Je m'emparai du livre tendu. Ça faisait bien un mois — si ce n'était peut-être plus — que Lou me prenait la tête pour le lire.
« Jamais vu quelqu'un d'aussi lourd. ». C'était vrai. Elle était d'une bavardise, insupportable.
« Si on lui coud pas la bouche la prochaine fois, je l'étrangle. ». C'était peut-être exagéré, non ? Elle n'était pas méchante. Juste — très — chiante.
« Melissandre ? Tu m'écoutes ? ». Je papillonnai des yeux.
« Oui, bien sûr. ». Absolument pas. J'avais été totalement déconcentré par Bertrand et Sélène.
« Bon tu me diras ce que t'en penses hein ? » -
« Oui, bien sûr. ». Un nœud serra mon estomac quand je vis le regard qu'elle me jetât et, instinctivement, je posai un œil sur le livre entre mes mains.
« Jette ça. Tu connais les races magiques... ». Mais c'est une Magicienne. Les profs nous apprenaient qu'ils étaient garants de la paix.
« Tu te souviens de ce livre qui parle de la relation entre les Magiciens et les Sorciers ? ». Qu'il était commun à l'adolescence que les Mages s'essaient à aller contre leur nature innée. Juste pour essayer, ou à cause d'un environnement pouvant les pousser à se questionner. Mais également que, parfois, ils s'y plongeaient totalement. Je grimaçai.
« A plus tard. » répondis-je à la Magicienne en l'entendant me saluer également. J'attendis qu'elle s'éloignât, seulement alors je m'approchai de la première fenêtre et me débarrassai de l'ouvrage. Je me sentis soudain libérée d'un poids, vite remplacé par un autre cependant.
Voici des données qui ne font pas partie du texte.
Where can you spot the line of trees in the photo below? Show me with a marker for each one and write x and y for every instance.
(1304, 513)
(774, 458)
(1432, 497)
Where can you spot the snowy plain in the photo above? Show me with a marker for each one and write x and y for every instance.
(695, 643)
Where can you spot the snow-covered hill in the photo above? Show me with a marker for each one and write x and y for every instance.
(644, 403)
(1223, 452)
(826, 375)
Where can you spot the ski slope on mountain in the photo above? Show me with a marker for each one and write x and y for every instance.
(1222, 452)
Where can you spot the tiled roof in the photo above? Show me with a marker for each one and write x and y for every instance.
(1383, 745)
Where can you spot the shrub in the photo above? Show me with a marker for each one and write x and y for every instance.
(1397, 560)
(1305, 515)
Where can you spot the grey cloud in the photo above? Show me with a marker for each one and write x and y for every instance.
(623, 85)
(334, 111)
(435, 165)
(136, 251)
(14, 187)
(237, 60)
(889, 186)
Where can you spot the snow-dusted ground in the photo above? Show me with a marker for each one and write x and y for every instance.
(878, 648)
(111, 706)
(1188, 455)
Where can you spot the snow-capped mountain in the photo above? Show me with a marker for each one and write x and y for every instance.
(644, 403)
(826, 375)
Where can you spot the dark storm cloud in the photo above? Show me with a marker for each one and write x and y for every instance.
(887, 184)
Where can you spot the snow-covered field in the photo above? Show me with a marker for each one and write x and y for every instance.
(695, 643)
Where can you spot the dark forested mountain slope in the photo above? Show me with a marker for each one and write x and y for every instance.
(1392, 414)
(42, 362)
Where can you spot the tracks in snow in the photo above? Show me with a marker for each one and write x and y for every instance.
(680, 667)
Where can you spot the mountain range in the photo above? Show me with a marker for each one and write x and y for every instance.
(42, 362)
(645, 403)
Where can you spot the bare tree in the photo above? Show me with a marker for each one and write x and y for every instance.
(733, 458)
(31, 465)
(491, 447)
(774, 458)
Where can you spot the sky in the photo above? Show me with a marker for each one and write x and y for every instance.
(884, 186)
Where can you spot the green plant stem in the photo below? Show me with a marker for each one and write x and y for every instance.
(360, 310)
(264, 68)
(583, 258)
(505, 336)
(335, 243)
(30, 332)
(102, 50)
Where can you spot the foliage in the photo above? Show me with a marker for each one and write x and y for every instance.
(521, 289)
« Saute. ». Je fixai longuement le vide dans lequel avait disparu le roman.
« Saute, je te dis. ». Tobias. Un jour il était arrivé. Comme ça. Ses mots étaient des injonctions. Terribles. J'étais mal à l'aise quand il était là. Je reculai d'un pas, tournant la tête dans toutes les directions. Il était si proche de mon oreille. Je m'attendais à le voir à mes côtés, déjà prêts à me pousser. Mais il n'était pas là. Il n'était jamais là. Il était comme Bertrand et Sélène. Invisible. Cela le rendait plus terrifiant encore, lui.
« Casse-toi de là. ». Oui. Partir. Je tournai vivement des talons, pressée de fuir les lieux.
« Qu'est-ce qu'elle a celle-là ? » grogna Bertrand à l'interpellation.
« Je sais pas... » soufflai-je, m'approchant tout de même, et ce malgré les avertissements de Sélène.
« Elle est bizarre elle... ». C'était vrai que Blu était particulière. Nous n'étions cependant pas un modèle de perfection. J'avais vite compris qu'il y avait quelque chose d'étrange en la présence de mes amis. Mais ce n'était pas seulement le caractère de la Magicienne que Sélène avait relevé. Je n'en fis pas grand cas. Ce genre de chose, je n'en parlais pas. Jamais. D'ici que ce soit encore un truc que personne ne voyait ou n'entendait.
« Est-ce que je le trouve beau ? ». La question me désarçonna. Je détaillai le garçon.
« Bof. » -
« C'est bizarre comme sondage... » fis-je plutôt.
« Et c'est bizarre d'être vexé comme ça avant la réponse. » ajoutai-je à l'intention du garçon. Je ne répondis pas immédiatement à la question cependant. Ils étaient nombreux ceux de notre âge à parier sur le physique pour réussir, particulièrement pour obtenir les avances des puff-puff girls ou des joueurs de puffball. Je ne savais pas si c'était son cas. Peut-être. Peut-être pas.
« Tu ferais mieux d'être franche. » -
« Non. On sait pas de quoi sont capables certains. » -
« Elle a raison. ». Je papillonnai des yeux pour les poser sur le duo en prenant conscience de ce qu'il venait de se passer. Quelle conne. « Grillée. » -
« Enfin, ce que je veux dire, c'est que, t'es pas le genre de personne vers qui je m'adresserais pour sortir avec. » tentai-je de me rattraper.